Their slightly diffusive (tingly) flavor reminds me a bit of Echinacea, and I'll often combine the two and add it to mucilaginous tea (cornsilk, plantain)for UTIs (been thinking about adding Black Eyed Susan to this mix as well... I think Joyce mentioned to me she used Black Eyed Susan for UTIs...). Matt Wood told me they're more active on the kidneys (I think it was him...); I've not used the leaf, though I'll probably begin to do so after hearing your thoughts on them, though not as a replacement for the root... I'm still a youngin'... I can spend a day diggin...

The seeds, and the roots as well, also normalize sebaceous activity, both internally & externally, which helps lubricate dry skin or clear up especially oily skin, and improves hormone transport through the body when tissues are dry & atrophied (again, this I learned from matt wood, who learned it, I think, from Phyllis Light).

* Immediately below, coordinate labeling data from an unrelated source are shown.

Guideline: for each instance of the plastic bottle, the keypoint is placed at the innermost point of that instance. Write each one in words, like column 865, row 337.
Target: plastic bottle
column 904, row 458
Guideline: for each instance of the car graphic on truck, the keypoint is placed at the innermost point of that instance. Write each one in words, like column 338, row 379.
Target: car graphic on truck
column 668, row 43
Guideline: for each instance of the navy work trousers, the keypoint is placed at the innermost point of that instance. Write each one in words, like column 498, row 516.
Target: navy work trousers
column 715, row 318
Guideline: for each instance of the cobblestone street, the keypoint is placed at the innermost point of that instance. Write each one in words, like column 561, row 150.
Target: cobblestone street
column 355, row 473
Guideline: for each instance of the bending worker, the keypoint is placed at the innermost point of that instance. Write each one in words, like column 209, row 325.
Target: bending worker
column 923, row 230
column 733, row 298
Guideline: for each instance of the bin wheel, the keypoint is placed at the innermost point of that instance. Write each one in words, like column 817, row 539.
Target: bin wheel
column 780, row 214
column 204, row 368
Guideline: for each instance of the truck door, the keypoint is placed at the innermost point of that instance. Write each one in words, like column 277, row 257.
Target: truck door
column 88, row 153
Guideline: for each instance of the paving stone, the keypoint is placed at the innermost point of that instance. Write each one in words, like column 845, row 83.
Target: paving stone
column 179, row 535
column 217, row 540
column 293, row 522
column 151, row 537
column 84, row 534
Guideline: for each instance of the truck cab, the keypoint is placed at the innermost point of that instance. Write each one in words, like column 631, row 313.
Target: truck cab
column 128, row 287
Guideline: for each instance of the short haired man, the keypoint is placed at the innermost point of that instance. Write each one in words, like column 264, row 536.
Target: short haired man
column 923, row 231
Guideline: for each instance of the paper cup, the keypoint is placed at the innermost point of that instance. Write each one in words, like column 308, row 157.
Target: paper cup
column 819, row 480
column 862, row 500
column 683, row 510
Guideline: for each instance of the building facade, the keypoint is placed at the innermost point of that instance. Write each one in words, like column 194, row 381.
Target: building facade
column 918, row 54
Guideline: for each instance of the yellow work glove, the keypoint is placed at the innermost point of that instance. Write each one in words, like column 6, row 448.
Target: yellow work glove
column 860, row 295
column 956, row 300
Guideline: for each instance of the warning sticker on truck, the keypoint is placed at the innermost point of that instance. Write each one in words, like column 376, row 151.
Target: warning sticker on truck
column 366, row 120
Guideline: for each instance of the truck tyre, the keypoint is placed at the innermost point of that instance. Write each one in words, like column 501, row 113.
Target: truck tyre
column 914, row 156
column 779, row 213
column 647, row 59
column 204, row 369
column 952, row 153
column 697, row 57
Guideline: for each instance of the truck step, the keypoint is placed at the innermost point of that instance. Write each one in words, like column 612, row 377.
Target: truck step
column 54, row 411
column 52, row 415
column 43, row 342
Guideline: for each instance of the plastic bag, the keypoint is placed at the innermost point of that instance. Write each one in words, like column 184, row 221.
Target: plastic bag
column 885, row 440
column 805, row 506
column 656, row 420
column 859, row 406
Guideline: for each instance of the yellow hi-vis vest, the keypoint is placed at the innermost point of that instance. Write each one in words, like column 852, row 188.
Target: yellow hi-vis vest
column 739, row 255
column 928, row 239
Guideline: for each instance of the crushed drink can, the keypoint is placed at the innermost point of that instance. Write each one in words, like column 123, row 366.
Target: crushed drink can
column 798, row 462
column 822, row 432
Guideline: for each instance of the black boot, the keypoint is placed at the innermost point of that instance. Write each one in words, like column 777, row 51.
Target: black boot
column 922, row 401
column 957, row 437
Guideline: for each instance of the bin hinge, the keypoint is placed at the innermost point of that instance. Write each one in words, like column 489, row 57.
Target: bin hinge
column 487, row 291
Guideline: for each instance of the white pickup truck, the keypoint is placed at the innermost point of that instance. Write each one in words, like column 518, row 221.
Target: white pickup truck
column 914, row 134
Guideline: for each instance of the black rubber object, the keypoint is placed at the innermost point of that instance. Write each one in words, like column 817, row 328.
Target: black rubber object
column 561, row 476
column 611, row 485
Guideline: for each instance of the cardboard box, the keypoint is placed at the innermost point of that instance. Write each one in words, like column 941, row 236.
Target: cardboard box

Burdock Root is really strong & grounding in a formula... solid. The seeds give a formula some kick.

From: Donna Potocki dpotocki.erols.com

I am very interested in the concept of fusion (cooking with herbs to improve one's health). To do that, however, it seems important to know how the fresh-from-the-garden medicinal herbs would translate into appropriate culinary ingredients and in what amounts. I. e. what might the equivalents of fresh herbs vs. dried or tinctured herbs? How often could the herbs be consumed....? Some which come to mind are echinaecia, dandelion greens, burdock leaves (?); loveage stalks and leaves; and other herbs which are not so commonly considered in a culinary sense. I don't want to send anyone from the dinner table too quickly by using a few too many burdock leaves or such. :-) Any book titles or comments would be appreciated. I already have several herbals which discuss the internal vs. external uses of herbs, so that information is not what I am after. Thanks in advance for any help.

From: "jim mcdonald" multiflorum.hotmail.com

Burdock: good slivered in stirfrys with carrots, Peapods, waterchestnuts, Arame, green onions, lots of sesame seeds, etc. Use just a bit less than the qunaity of slivered carrots. A spicy hot sauce to drizzle over it can be made by combining 3 TBSP Tamari, 2 TBSN Rice Vinegar, 1 TBSN Hot chili sesame oil with a heaping teaspoon each of chinese mustard & chili paste.

Dandelions: blend perfectly with Tomato sauce... add them, uncooked, to Lasagna, pasta, Bruschetta, or pizzas.

there's a GREAT wild cookbook called "the wild vegetarian cookbook", by steve brill. He once got arrested for eating a dandelion in central park.